Glenn Joyner, after 43 years as an educator, decided to retire and delivered his notice of retirement to the administrators of John Paul II Catholic High School (known as JPII) in Greenville, North Carolina. Glenn had served as the school’s first principal when it opened in 2010, and a few years later he took on a position as an English teacher. The school community was reluctant to let him go, and at the annual spring banquet one of the school’s benefactors asked Glenn what it would take to get him to stay. Glenn said, half joking, “Build me a boatshop on campus and let me teach boatbuilding instead of English.” The school took the deal, built a campus boatshop, and Glenn stayed on.

Photographs by or courtesy of Glenn Joyner

Rolling the hull upright was an occasion that merited a class photo.

His idea wasn’t completely out of the blue.

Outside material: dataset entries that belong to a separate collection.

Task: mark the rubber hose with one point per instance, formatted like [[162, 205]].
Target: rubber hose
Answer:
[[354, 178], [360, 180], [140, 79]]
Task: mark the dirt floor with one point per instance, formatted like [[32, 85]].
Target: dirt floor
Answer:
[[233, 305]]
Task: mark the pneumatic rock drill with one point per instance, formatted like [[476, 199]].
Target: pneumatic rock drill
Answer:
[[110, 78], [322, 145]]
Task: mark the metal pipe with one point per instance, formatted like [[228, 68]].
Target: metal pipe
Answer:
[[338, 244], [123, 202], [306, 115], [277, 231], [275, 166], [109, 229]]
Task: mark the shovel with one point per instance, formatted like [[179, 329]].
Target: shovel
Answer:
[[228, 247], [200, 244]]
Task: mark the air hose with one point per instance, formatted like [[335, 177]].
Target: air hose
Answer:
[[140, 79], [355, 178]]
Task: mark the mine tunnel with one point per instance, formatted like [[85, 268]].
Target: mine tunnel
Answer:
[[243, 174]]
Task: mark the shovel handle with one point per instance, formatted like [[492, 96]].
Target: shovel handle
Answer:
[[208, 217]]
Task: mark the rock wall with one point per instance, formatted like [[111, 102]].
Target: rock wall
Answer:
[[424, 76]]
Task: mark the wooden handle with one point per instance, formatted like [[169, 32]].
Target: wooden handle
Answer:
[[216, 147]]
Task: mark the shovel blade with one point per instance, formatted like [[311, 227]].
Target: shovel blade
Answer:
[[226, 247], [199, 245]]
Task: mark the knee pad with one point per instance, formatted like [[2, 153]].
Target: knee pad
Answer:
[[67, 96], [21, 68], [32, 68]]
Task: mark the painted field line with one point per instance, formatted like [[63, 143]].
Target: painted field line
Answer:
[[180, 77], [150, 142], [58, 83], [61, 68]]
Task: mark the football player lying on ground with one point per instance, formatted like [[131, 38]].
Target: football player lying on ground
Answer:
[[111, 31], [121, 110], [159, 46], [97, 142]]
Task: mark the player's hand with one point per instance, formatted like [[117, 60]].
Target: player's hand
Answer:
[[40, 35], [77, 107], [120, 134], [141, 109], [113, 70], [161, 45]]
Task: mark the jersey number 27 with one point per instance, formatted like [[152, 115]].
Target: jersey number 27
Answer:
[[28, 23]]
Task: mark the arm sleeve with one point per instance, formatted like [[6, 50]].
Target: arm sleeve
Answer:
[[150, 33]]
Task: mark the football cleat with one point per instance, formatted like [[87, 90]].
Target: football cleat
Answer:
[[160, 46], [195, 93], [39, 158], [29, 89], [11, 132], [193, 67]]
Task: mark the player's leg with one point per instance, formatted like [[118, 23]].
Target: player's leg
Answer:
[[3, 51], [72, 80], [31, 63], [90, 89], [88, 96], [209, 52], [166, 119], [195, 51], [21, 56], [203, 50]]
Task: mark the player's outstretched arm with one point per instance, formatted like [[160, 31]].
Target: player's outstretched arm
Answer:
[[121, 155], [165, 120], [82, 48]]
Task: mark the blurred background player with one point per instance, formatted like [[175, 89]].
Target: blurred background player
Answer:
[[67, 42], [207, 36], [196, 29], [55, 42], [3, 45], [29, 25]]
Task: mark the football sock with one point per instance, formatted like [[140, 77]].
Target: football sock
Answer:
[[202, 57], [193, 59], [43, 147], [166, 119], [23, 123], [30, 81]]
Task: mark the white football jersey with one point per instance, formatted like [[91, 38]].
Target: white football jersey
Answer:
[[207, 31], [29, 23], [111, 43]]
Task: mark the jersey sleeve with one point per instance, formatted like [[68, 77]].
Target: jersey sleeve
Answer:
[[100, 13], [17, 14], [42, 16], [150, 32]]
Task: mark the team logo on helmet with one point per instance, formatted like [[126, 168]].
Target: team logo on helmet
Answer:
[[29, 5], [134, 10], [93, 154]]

For the previous four years, he had conducted boatbuilding night classes for JPII students in his backyard boatshop. Each year, between January and May, the students who gathered in Glenn’s barn built and launched a new outboard skiff, starting with a the 15′ Diablo designed by Phil Bolger and Harold “Dynamite” Payson, the 14′6″ Little Moby by Charles Wittholz, the 16′ Shoestring by Karl Stambaugh, and finally the 16′ San Juan Dory by David Roberts. The students were enthusiastic and undaunted when they finished a boat only to discover it was too wide to get it out of the shop. They just took the door off its hinges and cut out a bit of the wall.